Seine Kollegen im Chemiewerk halfen ihm „damals” so gut sie konnten. Sie übertrugen ihm sogar von ihren eigenen Arbeitszeitkonten viele Stunden, damit er Zeit hatte, Abstand zu gewinnen, zu trauern. Sein neunjähriger Sohn war von Oliver S. mit den sogenannten Pokémon-Bildchen, der Sammelleidenschaft des Kleinen, in die Wohnung gelockt worden, die keinen Steinwurf weit vom Haus der Familie A. entfernt lag.
Mittäterin auf freiem Fuß
Die zerstückelte Leiche des Kindes fand man einen Tag später neben einem Altkleidercontainer in einem Koffer. Im Mai 2001 wurde Oliver S. zu 14 Jahren Haft verurteilt.
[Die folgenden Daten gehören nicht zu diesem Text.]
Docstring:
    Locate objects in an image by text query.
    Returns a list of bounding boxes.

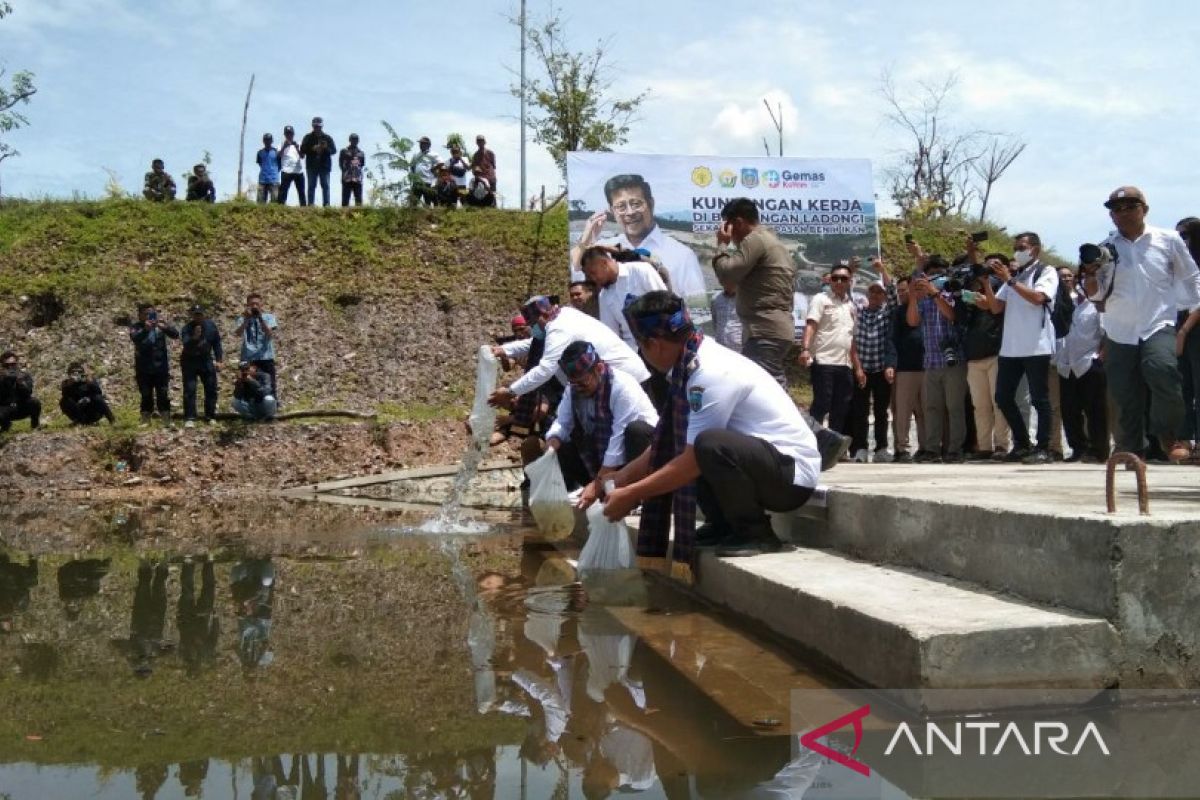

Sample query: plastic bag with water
[526,450,575,540]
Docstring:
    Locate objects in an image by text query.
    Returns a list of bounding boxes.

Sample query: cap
[1104,186,1148,209]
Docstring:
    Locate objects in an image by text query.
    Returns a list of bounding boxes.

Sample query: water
[0,503,902,800]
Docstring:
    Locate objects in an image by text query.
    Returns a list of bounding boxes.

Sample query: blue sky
[0,0,1200,255]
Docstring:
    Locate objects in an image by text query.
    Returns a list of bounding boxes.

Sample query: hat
[1104,186,1148,209]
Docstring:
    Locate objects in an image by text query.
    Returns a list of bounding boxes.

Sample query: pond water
[0,501,900,800]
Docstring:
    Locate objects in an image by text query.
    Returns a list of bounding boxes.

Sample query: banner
[566,152,878,307]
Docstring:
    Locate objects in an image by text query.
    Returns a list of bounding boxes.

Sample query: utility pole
[517,0,527,207]
[762,97,784,158]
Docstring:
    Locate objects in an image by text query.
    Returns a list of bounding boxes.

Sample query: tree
[510,16,649,178]
[0,2,37,196]
[880,71,1025,221]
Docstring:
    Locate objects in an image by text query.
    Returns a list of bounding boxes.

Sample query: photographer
[59,361,116,425]
[233,361,278,420]
[233,291,280,402]
[0,350,42,433]
[905,250,967,463]
[179,306,224,428]
[130,303,179,426]
[982,231,1058,464]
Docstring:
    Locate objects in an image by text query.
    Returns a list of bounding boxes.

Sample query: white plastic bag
[470,344,500,452]
[526,450,575,541]
[580,503,634,575]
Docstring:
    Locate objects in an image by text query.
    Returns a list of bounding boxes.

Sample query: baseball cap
[1104,186,1148,209]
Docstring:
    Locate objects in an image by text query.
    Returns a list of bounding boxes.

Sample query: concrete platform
[775,464,1200,687]
[697,549,1117,710]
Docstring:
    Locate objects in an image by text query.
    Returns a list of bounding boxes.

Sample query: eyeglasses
[612,200,647,213]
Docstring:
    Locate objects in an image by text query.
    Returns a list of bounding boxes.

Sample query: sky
[0,0,1200,257]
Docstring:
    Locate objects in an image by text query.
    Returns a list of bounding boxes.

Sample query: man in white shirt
[1054,261,1109,464]
[580,245,666,350]
[1084,186,1200,462]
[980,231,1058,464]
[546,342,659,505]
[571,175,708,306]
[605,291,821,561]
[487,295,650,408]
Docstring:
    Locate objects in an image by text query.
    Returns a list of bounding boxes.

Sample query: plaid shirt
[917,293,966,369]
[854,284,899,372]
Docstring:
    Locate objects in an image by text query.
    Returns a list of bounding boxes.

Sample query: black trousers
[253,359,280,402]
[558,420,654,491]
[342,182,362,206]
[0,397,42,431]
[695,429,812,540]
[59,397,112,425]
[809,363,854,433]
[742,336,792,389]
[850,369,892,451]
[280,173,308,205]
[180,361,217,420]
[1058,361,1109,461]
[137,372,170,414]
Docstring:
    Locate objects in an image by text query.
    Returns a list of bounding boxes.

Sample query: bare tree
[971,136,1025,222]
[511,16,647,176]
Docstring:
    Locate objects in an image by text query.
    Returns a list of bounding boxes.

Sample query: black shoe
[817,428,851,473]
[716,536,784,559]
[1021,450,1054,464]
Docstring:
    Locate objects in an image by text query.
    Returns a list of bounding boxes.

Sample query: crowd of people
[142,116,496,207]
[0,293,280,432]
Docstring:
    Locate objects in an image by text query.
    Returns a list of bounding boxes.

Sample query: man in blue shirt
[254,133,280,203]
[233,291,280,399]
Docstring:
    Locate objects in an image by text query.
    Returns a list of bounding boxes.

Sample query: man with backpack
[982,231,1060,464]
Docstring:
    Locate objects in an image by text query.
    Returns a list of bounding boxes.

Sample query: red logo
[800,705,871,777]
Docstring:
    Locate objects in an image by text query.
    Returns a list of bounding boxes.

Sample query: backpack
[1030,264,1075,339]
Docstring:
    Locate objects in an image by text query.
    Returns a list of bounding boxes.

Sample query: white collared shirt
[1104,225,1200,344]
[688,337,821,488]
[1054,295,1104,378]
[598,261,667,350]
[546,369,659,467]
[596,224,708,307]
[509,306,650,397]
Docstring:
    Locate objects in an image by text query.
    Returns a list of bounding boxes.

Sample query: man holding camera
[130,303,179,427]
[1082,186,1200,463]
[0,350,42,433]
[179,305,224,428]
[905,256,967,464]
[59,361,116,425]
[982,231,1058,464]
[233,291,280,402]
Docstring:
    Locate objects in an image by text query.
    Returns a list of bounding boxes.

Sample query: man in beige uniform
[713,197,796,389]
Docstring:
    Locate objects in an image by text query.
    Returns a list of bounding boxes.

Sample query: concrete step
[696,548,1117,704]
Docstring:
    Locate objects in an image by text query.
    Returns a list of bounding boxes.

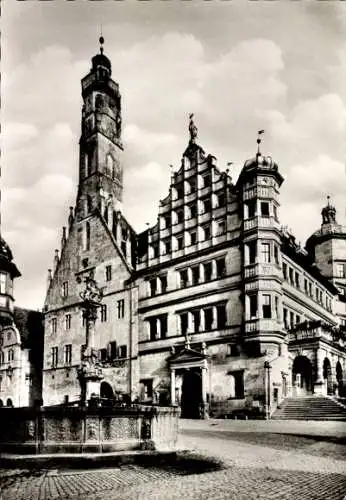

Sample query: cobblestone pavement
[1,424,346,500]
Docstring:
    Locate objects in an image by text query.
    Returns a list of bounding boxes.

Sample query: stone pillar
[171,369,176,405]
Die am Mord beteiligte Freundin kam mit sechseinhalb Jahren davon, ist inzwischen längst wieder auf freiem Fuß.
Das grausame Geschehen an dem gerade erst neunjährigen Sedat sollte später als „Pokémon-Mord” in die Kriminalgeschichte eingehen.
„Unbekannte aus der Türkei haben mich damals aufgefordert, das Ganze als politische Tat hin zu stellen. Zu sagen, dass wären ausländerfeindliche Glatzen gewesen, die mein Kind umgebracht haben,” schüttelt Sadettin A. heute noch den Kopf. Man wollte Sedats Tod politisch benutzen, erkennt der inzwischen deutsche Familienvater. „Das habe ich nicht mitgemacht, das war unglaublich.”
2000 wurde die Ehe zwischen Sadettin und Emine A. geschieden. Die vier Kinder kommen zum Vater. Man steckt in jenen Januartagen mitten in Renovierungsarbeiten und im Umzug. Die Familie will die Wohnung an der Franzstraße verlassen und in eine andere Gegend in Duisburg ziehen. Dann verschwindet plötzlich der kleine Sedat.
Fassungslos zeigt der 56-Jährige einen vom vielen Lesen inzwischen ziemlich zerknitterten Leserbrief eines Mannes. Darin wird unterschwellig dem Vater ein Mitverschulden am Tod des Kindes vorgeworfen, er soll sich nicht genug um seine Kinder gekümmert haben.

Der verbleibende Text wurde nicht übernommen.